The fires have decimated the wildlife population and led many abundant species to the brink of extinction. Many people around the world have donated money to various animal hospitals and firefighters around Australia,  but many indigenous people are losing their homes also.

Animals and thousands of the indigenous people are losing their homes, also animals are more important to their culture,” Sophie Papp, ‘22, said.

Animals and thousands of the indigenous people are losing their homes, also animals are more important to their culture.”

— Sophie Papp, ‘22

The wild koala population in Australia in 2018 was estimated by the Australian Koala Foundation to be between 47,000 to 85,000 koalas. Today the estimated koala population is between 10,000 and 40,000. 

Many wildlife hospitals have been rescuing animals and helping them recover from mainly burns and dehydration. The Australian Koala Hospital posted on their website updates on certain koalas and their recoveries, hoping for “adoptions”. 
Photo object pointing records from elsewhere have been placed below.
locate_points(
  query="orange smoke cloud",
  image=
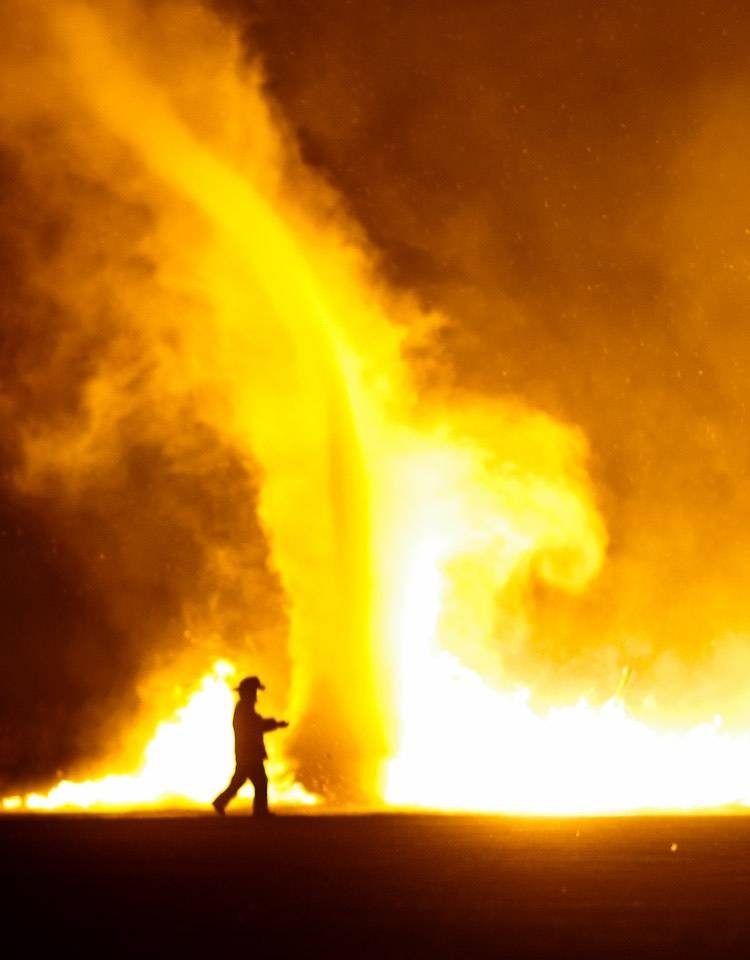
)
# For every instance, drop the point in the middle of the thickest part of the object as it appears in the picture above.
(225, 353)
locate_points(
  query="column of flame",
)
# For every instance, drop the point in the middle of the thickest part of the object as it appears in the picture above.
(372, 516)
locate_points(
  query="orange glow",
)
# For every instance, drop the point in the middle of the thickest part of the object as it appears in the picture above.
(402, 526)
(187, 761)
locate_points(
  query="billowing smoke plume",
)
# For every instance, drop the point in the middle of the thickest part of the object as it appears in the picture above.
(220, 426)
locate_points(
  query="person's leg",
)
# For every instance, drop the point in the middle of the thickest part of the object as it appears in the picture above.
(239, 777)
(260, 782)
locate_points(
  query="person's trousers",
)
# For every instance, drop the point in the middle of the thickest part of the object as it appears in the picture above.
(254, 772)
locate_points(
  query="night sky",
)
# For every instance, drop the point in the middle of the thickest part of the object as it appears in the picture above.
(567, 184)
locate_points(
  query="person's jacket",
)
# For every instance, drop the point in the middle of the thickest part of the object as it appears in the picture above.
(249, 728)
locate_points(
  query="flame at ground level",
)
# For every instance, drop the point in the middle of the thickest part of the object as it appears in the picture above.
(471, 748)
(468, 748)
(187, 762)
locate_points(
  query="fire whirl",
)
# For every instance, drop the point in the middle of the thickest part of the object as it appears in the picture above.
(406, 531)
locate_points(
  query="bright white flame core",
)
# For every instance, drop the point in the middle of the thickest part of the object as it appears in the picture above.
(468, 747)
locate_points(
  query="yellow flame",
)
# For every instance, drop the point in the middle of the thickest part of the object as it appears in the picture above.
(188, 760)
(399, 528)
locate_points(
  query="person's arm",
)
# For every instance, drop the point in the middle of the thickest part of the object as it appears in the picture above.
(270, 724)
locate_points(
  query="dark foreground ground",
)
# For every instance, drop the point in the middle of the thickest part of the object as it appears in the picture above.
(381, 886)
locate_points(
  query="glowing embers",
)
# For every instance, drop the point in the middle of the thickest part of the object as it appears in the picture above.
(187, 760)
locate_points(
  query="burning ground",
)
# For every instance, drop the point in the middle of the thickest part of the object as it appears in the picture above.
(438, 476)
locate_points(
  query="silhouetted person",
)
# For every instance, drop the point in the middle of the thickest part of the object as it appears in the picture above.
(249, 749)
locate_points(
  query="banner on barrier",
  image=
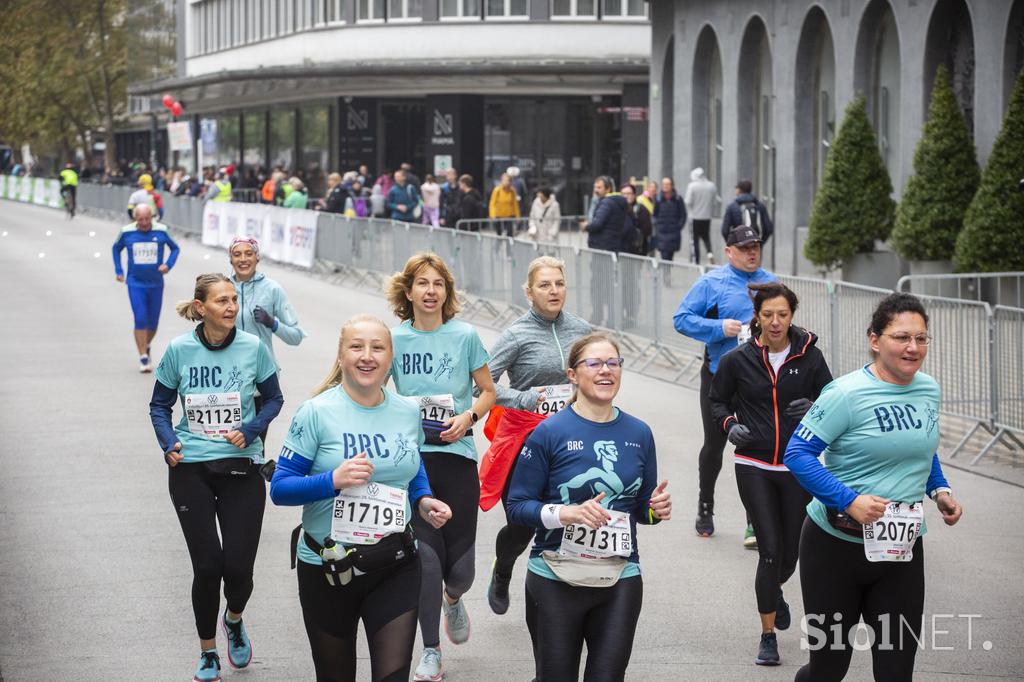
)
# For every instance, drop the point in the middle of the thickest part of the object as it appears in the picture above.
(288, 236)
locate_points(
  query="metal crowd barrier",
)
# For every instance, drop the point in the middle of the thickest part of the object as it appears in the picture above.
(977, 355)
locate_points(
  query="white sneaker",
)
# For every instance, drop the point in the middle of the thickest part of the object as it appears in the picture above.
(430, 669)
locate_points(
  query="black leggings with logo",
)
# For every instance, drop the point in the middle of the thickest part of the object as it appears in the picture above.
(230, 493)
(840, 586)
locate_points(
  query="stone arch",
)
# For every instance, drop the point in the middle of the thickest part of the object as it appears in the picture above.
(707, 114)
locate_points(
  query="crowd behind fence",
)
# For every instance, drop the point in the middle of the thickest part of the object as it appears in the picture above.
(977, 355)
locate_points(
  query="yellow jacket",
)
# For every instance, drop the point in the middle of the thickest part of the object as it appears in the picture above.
(504, 203)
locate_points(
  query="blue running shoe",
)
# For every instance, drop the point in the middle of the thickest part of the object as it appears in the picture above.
(209, 667)
(240, 649)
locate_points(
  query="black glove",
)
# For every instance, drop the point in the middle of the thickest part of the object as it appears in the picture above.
(797, 409)
(262, 316)
(739, 435)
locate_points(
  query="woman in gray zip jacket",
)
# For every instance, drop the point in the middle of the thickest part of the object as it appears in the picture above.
(532, 350)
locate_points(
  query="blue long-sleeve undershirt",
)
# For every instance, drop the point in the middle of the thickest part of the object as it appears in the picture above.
(802, 459)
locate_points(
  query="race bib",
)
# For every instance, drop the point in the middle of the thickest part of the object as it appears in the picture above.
(437, 408)
(555, 398)
(613, 539)
(213, 415)
(363, 515)
(144, 253)
(892, 537)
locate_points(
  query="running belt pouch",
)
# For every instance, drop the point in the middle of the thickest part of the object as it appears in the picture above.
(585, 572)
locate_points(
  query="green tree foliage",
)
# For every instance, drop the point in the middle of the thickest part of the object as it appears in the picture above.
(930, 214)
(993, 227)
(853, 207)
(64, 72)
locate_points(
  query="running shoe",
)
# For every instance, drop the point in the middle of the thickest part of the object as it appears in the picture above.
(240, 649)
(209, 667)
(750, 540)
(456, 621)
(705, 524)
(782, 616)
(768, 650)
(430, 668)
(498, 591)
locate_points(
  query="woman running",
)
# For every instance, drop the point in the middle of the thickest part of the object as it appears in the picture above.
(531, 350)
(437, 360)
(214, 454)
(861, 554)
(586, 477)
(759, 395)
(351, 459)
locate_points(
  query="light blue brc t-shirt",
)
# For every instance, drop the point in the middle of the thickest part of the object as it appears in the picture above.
(331, 428)
(437, 363)
(882, 437)
(193, 369)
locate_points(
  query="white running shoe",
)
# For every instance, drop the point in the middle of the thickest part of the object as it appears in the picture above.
(430, 668)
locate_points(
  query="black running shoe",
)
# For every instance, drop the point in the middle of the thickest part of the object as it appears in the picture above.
(498, 591)
(782, 616)
(705, 524)
(768, 651)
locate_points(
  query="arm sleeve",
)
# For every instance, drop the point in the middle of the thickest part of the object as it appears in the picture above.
(161, 409)
(288, 323)
(689, 318)
(936, 479)
(272, 401)
(528, 480)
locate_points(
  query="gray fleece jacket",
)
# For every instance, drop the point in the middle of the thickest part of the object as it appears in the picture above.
(534, 351)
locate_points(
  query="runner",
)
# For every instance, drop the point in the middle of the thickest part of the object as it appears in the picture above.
(356, 445)
(712, 312)
(214, 456)
(861, 553)
(586, 477)
(532, 351)
(437, 359)
(145, 241)
(759, 394)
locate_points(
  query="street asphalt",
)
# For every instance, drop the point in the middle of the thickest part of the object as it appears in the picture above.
(94, 576)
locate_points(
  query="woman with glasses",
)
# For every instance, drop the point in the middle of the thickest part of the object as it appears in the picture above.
(861, 554)
(585, 478)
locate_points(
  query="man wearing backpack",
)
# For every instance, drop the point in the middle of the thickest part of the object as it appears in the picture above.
(747, 210)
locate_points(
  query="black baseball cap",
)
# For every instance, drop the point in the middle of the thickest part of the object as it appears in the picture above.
(741, 236)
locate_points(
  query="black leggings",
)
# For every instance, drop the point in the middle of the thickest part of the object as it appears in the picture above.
(838, 580)
(448, 555)
(564, 616)
(513, 539)
(384, 600)
(205, 494)
(710, 460)
(775, 504)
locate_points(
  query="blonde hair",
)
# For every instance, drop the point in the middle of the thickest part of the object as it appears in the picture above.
(203, 283)
(537, 264)
(581, 344)
(335, 377)
(399, 286)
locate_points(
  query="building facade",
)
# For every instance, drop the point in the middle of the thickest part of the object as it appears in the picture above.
(756, 88)
(555, 87)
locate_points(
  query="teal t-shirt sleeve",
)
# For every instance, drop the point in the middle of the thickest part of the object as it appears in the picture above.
(265, 366)
(167, 371)
(829, 418)
(477, 353)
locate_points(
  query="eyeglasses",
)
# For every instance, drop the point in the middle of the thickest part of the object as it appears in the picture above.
(904, 339)
(596, 364)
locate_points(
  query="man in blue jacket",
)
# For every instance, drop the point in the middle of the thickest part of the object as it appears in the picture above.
(717, 310)
(670, 217)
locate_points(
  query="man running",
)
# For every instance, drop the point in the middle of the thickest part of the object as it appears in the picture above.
(144, 241)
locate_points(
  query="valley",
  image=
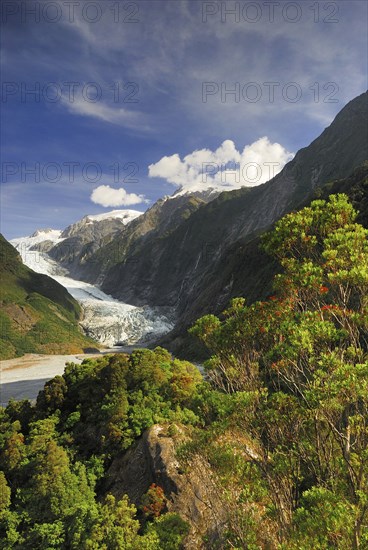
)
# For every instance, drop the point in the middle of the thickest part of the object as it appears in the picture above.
(105, 319)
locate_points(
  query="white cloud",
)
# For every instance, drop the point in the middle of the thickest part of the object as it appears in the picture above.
(107, 196)
(225, 168)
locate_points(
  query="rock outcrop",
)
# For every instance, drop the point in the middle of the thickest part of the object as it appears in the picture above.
(191, 492)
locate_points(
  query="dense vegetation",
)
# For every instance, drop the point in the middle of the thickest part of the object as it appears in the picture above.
(298, 364)
(54, 455)
(282, 420)
(37, 314)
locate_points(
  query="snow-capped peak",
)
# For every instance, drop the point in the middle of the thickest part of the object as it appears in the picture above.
(48, 233)
(125, 215)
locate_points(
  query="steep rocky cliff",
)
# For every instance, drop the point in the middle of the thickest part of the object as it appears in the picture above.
(174, 268)
(190, 492)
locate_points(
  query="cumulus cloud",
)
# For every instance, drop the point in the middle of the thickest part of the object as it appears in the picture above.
(225, 168)
(107, 196)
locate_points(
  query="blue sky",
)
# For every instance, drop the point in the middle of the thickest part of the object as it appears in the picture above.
(152, 84)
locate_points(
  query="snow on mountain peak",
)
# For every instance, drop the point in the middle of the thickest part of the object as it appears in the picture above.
(48, 233)
(125, 215)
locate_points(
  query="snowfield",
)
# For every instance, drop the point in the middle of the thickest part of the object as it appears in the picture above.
(105, 319)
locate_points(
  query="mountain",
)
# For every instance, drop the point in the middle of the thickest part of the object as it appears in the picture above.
(81, 239)
(190, 253)
(177, 266)
(37, 314)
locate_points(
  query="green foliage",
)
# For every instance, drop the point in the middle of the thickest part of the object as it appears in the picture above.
(302, 354)
(54, 455)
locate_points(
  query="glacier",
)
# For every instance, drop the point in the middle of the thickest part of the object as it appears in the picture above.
(105, 319)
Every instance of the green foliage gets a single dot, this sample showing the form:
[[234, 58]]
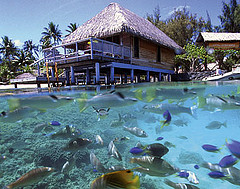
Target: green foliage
[[71, 28], [51, 35], [193, 57], [230, 18]]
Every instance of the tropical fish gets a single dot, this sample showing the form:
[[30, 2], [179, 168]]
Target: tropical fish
[[112, 150], [216, 174], [136, 151], [175, 109], [31, 177], [169, 144], [118, 122], [216, 125], [2, 158], [136, 131], [159, 138], [55, 123], [196, 166], [17, 114], [212, 102], [97, 165], [210, 148], [39, 127], [156, 150], [102, 113], [183, 174], [179, 185], [106, 100], [180, 122], [228, 161], [41, 103], [117, 179], [99, 139], [154, 166], [168, 118], [233, 174], [68, 166], [68, 131], [234, 148], [76, 144]]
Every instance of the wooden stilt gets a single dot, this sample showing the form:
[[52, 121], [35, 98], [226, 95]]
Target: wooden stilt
[[148, 76], [112, 75], [160, 76], [132, 75], [97, 70], [72, 75]]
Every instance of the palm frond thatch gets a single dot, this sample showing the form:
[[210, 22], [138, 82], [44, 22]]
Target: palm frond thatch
[[116, 19]]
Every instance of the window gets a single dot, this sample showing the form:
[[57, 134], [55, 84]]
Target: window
[[159, 54], [136, 47]]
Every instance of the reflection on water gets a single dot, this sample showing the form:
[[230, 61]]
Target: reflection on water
[[157, 134]]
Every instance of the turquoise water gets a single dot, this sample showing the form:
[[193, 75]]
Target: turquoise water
[[27, 139]]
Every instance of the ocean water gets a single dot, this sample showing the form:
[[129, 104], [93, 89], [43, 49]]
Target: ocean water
[[203, 113]]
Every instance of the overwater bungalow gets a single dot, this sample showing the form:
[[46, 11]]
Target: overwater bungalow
[[114, 46]]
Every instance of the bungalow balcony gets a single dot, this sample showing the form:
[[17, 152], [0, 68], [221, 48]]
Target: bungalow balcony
[[86, 51]]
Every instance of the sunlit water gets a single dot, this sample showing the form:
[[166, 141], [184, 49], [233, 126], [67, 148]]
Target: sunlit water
[[27, 148]]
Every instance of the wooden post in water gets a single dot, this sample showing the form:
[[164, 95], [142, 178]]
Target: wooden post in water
[[88, 77], [97, 70], [148, 76], [132, 75], [160, 76], [72, 75], [112, 75]]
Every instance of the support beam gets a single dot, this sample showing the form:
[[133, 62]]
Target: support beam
[[148, 76], [169, 77], [132, 75], [72, 75], [97, 70], [125, 77], [38, 67], [67, 77], [160, 76], [88, 77], [112, 75]]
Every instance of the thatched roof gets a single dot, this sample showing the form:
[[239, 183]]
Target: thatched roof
[[115, 19], [212, 36], [25, 75]]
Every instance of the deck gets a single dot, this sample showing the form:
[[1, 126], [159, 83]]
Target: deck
[[85, 51]]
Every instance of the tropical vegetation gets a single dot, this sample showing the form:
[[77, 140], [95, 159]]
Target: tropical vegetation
[[182, 26]]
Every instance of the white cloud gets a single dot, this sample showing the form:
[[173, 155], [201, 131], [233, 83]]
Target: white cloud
[[179, 8], [18, 43]]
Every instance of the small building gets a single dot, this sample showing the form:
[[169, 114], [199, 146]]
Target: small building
[[221, 41], [116, 45]]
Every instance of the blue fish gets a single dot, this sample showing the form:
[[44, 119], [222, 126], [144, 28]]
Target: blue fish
[[216, 174], [234, 148], [168, 118], [159, 138], [136, 151], [183, 174], [210, 148], [196, 166], [227, 161], [55, 123]]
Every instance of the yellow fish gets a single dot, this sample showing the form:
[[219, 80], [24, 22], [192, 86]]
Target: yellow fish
[[31, 177], [117, 179]]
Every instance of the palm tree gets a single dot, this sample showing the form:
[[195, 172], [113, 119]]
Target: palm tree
[[30, 48], [72, 27], [51, 33], [8, 49]]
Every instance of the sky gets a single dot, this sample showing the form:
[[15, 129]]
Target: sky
[[23, 20]]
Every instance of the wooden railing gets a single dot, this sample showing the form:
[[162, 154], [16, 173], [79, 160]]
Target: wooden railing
[[90, 48]]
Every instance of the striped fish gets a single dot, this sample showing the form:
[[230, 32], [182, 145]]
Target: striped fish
[[31, 177]]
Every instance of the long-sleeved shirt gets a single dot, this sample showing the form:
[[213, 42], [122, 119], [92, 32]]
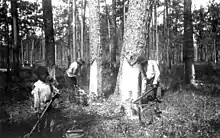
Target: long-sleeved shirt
[[73, 69]]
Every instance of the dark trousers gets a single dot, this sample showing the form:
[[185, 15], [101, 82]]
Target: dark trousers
[[70, 81]]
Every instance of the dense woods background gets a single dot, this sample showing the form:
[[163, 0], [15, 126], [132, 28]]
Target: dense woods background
[[110, 35]]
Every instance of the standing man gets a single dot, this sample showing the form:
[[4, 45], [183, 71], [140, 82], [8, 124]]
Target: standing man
[[72, 73], [151, 74]]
Koala adoptions are very popular in Australia, a process where  people “adopt” a koala by paying for their necessities while they live in an animal sanctuary. Prices vary from $40.00 to $80.00 depending on the age and necessities of the koala. 

The Cincinnati Zoo is teaming up with Cincy shirts to help the Australian Wildlife, making customized t-shirts with Fiona the Hippo. The shirts were illustrated by Cincinnati artist Loren Long and retail for $25.  All proceeds will go to Zoos Victoria’s Bushfire Emergency Wildlife Fund. The zoo will donate an additional $5,000 to all the money raised. The funds will be used for critical care and long-term recovery of Australian wildlife, Cincy Shirts wrote on its website.